Como esperado, a presença nas Ilhas Canárias foi difícil para a Hyundai, uma vez que o asfalto escorregadio é considerado a maior fraqueza do i20 N. Depois da Toyota ter celebrado uma vitória quádrupla no ano passado, a equipa repetiu o feito no fim de semana passado e venceu todas as 17 etapas especiais.

Adrien Fourmaux foi novamente o melhor piloto da Hyundai em quinto lugar, mas ficou a mais de três minutos do vencedor Sebastien Ogier. Embora a Hyundai tenha introduzido actualizações na frente do carro este ano, a diferença aumentou em comparação com o ano passado. Neuville, em particular, está a debater-se com o equilíbrio do carro.

Quando lhe perguntaram se sabia a razão da sua infelicidade, Neuville respondeu: “Ninguém sabe. Eu não sei como melhorar o carro, os engenheiros não sabem, os meus companheiros de equipa não sabem.”

Problema complexo de configuração com o i20 N

O Diretor Desportivo da Hyundai, Andrew Wheatley, admitiu que o desempenho estava em linha com as expectativas, tendo em conta o atual enigma em torno do ritmo consistente do i20 N. “Foi como esperado, mas um dos aspectos positivos é que viemos aqui com o objetivo claro de minimizar os erros. Conseguimos fazê-lo e isso deve-se ao trabalho árduo da equipa”, disse Wheatley.

Ele sublinhou a dificuldade da situação: “É coletivamente frustrante para a equipa e não se deve a uma falta de vontade. É claramente uma questão complexa. Estamos a trabalhar nele há um ano e, se fosse simples, já o teríamos resolvido há onze meses. Não é um problema fácil de resolver.”

“Vários pilotos tentaram e vários engenheiros tentaram. O carro é realmente rápido na sua janela de trabalho, mas a dificuldade é que as etapas especiais não se realizam em janelas estreitas. É preciso muita adaptabilidade no carro”, disse Wheatley.

Esperança para a temporada de cascalho

A Hyundai está, no entanto, otimista quanto à possibilidade de dar a volta à época, quando o campeonato arrancar em Portugal, na próxima semana, no primeiro rali do ano só de gravilha. No ano passado, o i20 N lutou pela vitória neste rali e os testes recentes deram novo ânimo à equipa.

“Temos de ser realistas. Ganhar a cinco Toyotas em qualquer tipo de piso não é fácil. Sabemos que temos potencial e que melhorámos a fiabilidade. Temos três pilotos que estão super motivados e prontos”, acrescentou Wheatley.

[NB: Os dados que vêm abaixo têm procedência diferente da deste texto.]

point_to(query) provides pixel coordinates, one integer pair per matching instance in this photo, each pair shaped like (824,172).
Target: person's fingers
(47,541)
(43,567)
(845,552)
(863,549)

Depois de um teste de gravilha positivo antes do fim de semana nas Ilhas Canárias, Neuville também está cautelosamente otimista: “É bom ser otimista, porque isso ajuda-nos a fazer progressos. Mas também não devemos ser demasiado optimistas. Temos de manter os dois pés no chão e estamos a enfrentar um concorrente muito forte que está a fazer tudo bem. Eles têm cinco carros, nós temos três. Podemos ter mais velocidade, mas o rali é longo. A sensação no teste foi boa e se conseguirmos confirmar isso, será positivo.”